Shadow’s end by Sheri S. Tepper

For a time she stopped watching them, too exhausted to do otherwise, but curiosity reasserted itself and she came back to her hidey-hole, back to her blankets, watching. Very late, choking on the taste of them, she wakened from restless sleep. Two she later identified as Diagonal Red and Speckled Purple had returned alone and were moving through the vacant camp. After making colors at one another several times, they separated, one stopping at the seaward edge of the camp, the other stopping on the inland side. There they poised themselves, turned on their sides, settled onto the soil, and extended three or four appendages on each side, these tentacles becoming longer and longer, wider and wider, creeping along the edges of the camp, surrounding it, until at last the tips approached one another and touched.

From her carefully dug hole on the hill, Snark could see down into this squat cylinder of alien flesh, five hundred paces across. The outer surface was shaggy. The inside was bare and shiny. She watched fascinated as colors developed upon the bare bellies of the participants, then moved sideways onto the appendages, moving right to left, onto the other creature, color succeeding color, shape succeeding shape, an unending flow of luminescence, now bright, now dark, now vivid, now pale, flowing uninterruptedly from the bare flesh of Diagonal Red across the appendages to the bare flesh of Speckled Purple, thence around onto Diagonal Red once more, a slowly whirling vortex of color and movement. She didn’t need glasses to see it. It was perfectly visible without!

Despite the strangling taste, the strangeness of the sight, something teased at Snark’s mind, something she should see, should understand. She strained, trying to think, what was it? Something … something …

Then it was over. The two shapes darkened, the appendages separated, curled into tentacle shapes, shrank languidly back to their usual size. The central creatures rose like shaggy, bulbous balloons and moved away.
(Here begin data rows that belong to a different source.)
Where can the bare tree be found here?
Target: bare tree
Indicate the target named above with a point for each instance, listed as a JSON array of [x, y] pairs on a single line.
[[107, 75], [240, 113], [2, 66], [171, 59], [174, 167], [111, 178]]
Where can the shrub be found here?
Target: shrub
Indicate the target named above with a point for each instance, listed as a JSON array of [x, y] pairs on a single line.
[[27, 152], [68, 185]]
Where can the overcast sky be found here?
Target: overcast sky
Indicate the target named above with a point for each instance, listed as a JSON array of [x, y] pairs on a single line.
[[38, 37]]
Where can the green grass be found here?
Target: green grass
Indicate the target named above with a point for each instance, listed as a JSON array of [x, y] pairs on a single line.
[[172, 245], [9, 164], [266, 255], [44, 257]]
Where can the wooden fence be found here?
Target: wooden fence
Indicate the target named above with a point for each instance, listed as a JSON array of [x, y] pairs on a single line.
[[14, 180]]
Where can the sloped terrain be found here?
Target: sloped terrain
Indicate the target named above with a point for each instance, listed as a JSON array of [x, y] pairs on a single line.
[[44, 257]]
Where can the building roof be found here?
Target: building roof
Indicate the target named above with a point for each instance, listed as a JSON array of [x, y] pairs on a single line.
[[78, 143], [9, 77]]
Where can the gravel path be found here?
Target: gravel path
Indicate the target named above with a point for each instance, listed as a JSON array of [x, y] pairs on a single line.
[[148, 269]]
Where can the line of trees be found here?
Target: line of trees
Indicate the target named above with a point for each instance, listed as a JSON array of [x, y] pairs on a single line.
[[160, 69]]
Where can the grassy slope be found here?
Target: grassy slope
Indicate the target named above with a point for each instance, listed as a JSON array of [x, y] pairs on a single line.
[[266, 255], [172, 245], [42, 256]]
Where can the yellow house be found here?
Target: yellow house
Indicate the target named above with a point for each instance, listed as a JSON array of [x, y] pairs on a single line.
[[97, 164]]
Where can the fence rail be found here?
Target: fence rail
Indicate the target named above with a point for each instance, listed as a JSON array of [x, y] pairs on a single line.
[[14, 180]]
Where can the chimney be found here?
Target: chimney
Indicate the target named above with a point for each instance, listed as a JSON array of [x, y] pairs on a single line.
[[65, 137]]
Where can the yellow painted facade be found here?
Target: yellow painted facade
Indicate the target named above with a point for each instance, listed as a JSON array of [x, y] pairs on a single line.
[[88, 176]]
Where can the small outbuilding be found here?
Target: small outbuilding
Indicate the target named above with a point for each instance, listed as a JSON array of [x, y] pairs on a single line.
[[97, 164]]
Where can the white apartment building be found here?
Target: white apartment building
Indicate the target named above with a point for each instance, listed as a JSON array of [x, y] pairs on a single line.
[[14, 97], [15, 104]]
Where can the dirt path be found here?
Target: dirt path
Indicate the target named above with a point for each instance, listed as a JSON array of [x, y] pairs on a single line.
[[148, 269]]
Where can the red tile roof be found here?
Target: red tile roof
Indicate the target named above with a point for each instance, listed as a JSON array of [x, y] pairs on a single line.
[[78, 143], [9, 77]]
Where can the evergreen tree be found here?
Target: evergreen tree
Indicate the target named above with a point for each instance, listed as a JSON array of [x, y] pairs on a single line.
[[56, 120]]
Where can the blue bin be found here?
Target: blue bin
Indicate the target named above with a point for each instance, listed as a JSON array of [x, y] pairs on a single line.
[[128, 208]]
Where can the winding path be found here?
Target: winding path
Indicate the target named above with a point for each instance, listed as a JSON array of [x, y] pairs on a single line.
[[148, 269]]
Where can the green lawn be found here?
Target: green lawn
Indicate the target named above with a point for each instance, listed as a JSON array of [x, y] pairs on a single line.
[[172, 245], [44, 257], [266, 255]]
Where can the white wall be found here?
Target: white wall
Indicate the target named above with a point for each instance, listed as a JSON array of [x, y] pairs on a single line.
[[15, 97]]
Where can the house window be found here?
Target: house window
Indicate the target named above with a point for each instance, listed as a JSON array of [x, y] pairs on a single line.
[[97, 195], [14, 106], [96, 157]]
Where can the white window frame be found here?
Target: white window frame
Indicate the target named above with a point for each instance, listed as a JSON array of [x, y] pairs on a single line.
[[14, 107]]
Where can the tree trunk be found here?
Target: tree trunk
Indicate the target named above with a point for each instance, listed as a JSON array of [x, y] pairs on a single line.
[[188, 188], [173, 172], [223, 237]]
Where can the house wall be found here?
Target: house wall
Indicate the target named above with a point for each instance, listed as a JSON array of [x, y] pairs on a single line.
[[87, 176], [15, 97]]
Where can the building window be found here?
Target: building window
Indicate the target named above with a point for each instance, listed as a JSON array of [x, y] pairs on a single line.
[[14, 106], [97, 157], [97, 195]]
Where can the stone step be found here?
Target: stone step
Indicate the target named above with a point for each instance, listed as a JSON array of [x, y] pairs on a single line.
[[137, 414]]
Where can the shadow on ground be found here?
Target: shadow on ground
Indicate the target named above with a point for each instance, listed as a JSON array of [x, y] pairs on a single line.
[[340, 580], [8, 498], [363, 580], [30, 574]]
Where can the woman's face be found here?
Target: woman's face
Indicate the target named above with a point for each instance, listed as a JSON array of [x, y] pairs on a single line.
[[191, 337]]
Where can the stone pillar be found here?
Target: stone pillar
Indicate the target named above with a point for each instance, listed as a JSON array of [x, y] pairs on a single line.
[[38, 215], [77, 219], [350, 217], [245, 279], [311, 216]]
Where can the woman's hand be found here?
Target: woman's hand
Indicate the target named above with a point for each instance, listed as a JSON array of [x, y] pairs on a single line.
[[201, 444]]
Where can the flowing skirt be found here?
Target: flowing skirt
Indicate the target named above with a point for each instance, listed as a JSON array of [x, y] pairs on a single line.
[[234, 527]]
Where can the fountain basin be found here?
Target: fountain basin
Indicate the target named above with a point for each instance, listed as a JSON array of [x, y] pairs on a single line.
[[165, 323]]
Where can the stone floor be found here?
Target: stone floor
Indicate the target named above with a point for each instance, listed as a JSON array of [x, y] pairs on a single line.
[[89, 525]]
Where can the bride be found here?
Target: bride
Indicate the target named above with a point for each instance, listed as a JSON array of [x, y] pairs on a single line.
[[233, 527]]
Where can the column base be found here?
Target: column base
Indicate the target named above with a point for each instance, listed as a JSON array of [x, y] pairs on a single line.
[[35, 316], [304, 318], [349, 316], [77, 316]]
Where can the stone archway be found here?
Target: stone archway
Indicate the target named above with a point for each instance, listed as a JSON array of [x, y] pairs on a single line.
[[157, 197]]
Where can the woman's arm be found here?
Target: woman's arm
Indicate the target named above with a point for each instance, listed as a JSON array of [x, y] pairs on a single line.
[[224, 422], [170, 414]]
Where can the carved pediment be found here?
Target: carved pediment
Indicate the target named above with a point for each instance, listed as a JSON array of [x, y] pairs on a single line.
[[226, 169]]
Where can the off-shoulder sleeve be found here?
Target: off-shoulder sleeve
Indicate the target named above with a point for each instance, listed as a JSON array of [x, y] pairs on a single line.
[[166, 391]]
Propelled, Snark told herself, by thought. Or wish. Or by something else, somewhere else.

A few moments later the taste vanished. Snark scraped her tongue, rinsed her mouth with water from her canteen, spat repeatedly, getting rid of it. What had she just watched? What kind of ceremony? Oh, to be a Fastigat right now! Able to sense whatever emotion had been present, whatever those two immensities had been feeling! Something solemn, she thought. Some color litany, some ritual observance. Or perhaps they had been mating!

If so, why would they pick a human encampment to mate around? No. It had more the sense of a ritual. Sacrifice, maybe? Explaining to their weird gods that they had wiped out a few dozen humans as required by their religion?

Again something teased at her mind. Something she should know! She held very still, hoping it would come to her. It did not. Merely that teasing sensation, something she should hold on to and could not get hold of!

Ah, well. Let it go for tonight. She hid her night-eye device once more, picked up her canteen, and trudged down the hill toward the moor paths to the sea. The stars told her it was still some hours until morning. Still some hours to stay hidden in. She had not known them to come twice on one night, but this evening’s exercise indicated how little she really knew.

The way seemed longer than usual. When she dropped into the cave at last, she was in a mood of weary indifference. She wanted to live, but not much. What she really wanted to do was understand these creatures, but what she had seen tonight was unintelligible. Perhaps they would remain unintelligible.

She stripped off her clothes and laid them in a pile at the back of the cave. Tomorrow would be wash day. She pulled other clothing from her sack and put it on. She always slept fully dressed except for her boots. One never knew when one might have to move quickly. She checked the emergency pack by the entry hole. Water. Food. Medical supplies. A change of clothing.

“Now I lay me,” she told herself, curling into her blankets, knees to chest, one arm cradling her head. “Now I lay me.” Outside the surf repeated sea words, over and over. Shush. Soof. Fwoosh. Again and again.